With the latest release, we switched to using resumable uploads, which, as Google states, “lets you resume data transfer operations to Cloud Storage after a communication failure has interrupted the flow of data.” Basically, Ready Room now uploads files in chunks of 512KB. Should the network blip and an upload fail, we simply resend the most recent chunk and continue on. In short, barring complete network failure, Ready Room users should never see a failed upload again.
Incidentally, we’ve open sourced the client-side code needed to perform resumable uploads. You can find it here: https://github.com/synclinical/gcs-browser-upload
Performance (Again)
Last month we released some performance related changes that were all about memory management. This month, we have focused on database query performance.
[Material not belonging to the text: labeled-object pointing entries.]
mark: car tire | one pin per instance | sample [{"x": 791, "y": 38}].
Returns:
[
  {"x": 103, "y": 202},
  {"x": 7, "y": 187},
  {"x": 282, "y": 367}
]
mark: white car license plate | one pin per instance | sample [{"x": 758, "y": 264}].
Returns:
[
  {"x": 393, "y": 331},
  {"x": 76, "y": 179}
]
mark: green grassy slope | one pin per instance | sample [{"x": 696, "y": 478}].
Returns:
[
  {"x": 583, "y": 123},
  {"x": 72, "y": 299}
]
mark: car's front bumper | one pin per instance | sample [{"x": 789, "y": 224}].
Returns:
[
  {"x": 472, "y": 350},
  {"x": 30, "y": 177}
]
The single most expensive query that Ready Room makes is retrieving all of the requests in an inspection (or storyboards in a program). Not only does this query need to join across several tables and sum up the number of attachments and comments, it also gets called a lot. It had a mean response time of 135ms and accounted for 16.3% of the total time Ready Room spent querying the database.
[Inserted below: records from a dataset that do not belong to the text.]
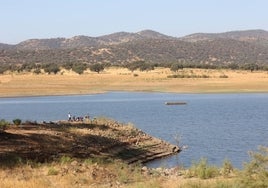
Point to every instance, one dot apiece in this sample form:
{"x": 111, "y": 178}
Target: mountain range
{"x": 249, "y": 46}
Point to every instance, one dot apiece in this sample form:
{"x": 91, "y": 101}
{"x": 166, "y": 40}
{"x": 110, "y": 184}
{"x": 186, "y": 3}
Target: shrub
{"x": 3, "y": 125}
{"x": 79, "y": 68}
{"x": 65, "y": 159}
{"x": 203, "y": 170}
{"x": 52, "y": 171}
{"x": 255, "y": 173}
{"x": 227, "y": 168}
{"x": 97, "y": 67}
{"x": 17, "y": 121}
{"x": 223, "y": 76}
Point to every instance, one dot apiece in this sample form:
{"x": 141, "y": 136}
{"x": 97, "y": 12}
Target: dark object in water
{"x": 176, "y": 103}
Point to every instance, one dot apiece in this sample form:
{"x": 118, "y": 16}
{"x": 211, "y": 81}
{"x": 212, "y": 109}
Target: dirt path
{"x": 101, "y": 138}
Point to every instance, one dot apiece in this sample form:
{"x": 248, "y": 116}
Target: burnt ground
{"x": 45, "y": 142}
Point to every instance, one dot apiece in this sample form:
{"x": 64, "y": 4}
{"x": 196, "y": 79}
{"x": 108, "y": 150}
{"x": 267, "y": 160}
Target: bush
{"x": 51, "y": 68}
{"x": 17, "y": 121}
{"x": 79, "y": 68}
{"x": 203, "y": 170}
{"x": 223, "y": 76}
{"x": 227, "y": 168}
{"x": 3, "y": 125}
{"x": 97, "y": 67}
{"x": 255, "y": 173}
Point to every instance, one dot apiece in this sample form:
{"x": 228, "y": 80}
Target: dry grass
{"x": 115, "y": 79}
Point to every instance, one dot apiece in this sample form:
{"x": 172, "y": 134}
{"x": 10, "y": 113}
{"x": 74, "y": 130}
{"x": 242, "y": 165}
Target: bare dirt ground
{"x": 102, "y": 138}
{"x": 120, "y": 79}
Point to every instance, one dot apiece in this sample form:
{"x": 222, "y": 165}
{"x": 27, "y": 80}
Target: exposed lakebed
{"x": 214, "y": 126}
One Ready Room engineer took it upon himself to see if that could be improved. After rejiggering the query and fine-tuning some indexes, that same query now averages 19ms (95th=38ms) and accounts for just 4.4% of total query time! That’s a 600% improvement. ( We know this because we fast-tracked this into production two weeks ago.)
What’s Going On?
Multiple customers have asked to know which requests inspectors are looking at—in real time. Today, we are happy to provide just that.
When a privileged team member views the inspector portal, they can see which inspectors are currently online and what, if any, requests they have open. Team members can then click open that same request if they want to see what the inspector sees. In addition, the corresponding row in the list of requests is now augmented with the inspector’s avatar to show that it is being viewed.
Registering Users
When an admin adds a remote user to Ready Room, that user must actively accept the request within a week. For a variety of reasons, that doesn't always happen. Until now, the only way to remedy this was to resend the Ready Room invitation until the user finally accepts it.
With the May release of Ready Room, we now allow administrators to complete the registration process on the remote user’s behalf. Now, when the admin clicks the “envelope” icon to resend the invitation, they are presented with the option of registering the user instead. Should they do so, a random password is generated that the user can use to login. Ready Room does not send the user their new password, the admin must do so via a separate channel—email is not secure.
Minor Enhancements
New Email Format
We have modernized Ready Room's email notifications to make them more clear, attractive, and actionable.
View Password
Users that login to Ready Room directly, that is, not via single sign-on, can now view the password they are entering by toggling an “eye” icon.
View CSV Files
Users can now view CSV files in place.
First Impressions
The home screen of newly added users who have not yet been assigned to an inspection now looks less like an error message.
Security
We have updated our web server to the latest release in order to address a recent CVE.
Bugs
Ready Room bugs tend not to live longer than a few minutes. The following issues have been discovered and fixed in production since our last release.
- Mobile view did not list unviewable files.
- Break emails into groups of 30 recipients or fewer. Mailjet, our transactional email server, won’t send emails with more than 50 recipients.
- Deleted requests were showing up on the “Mine” tab.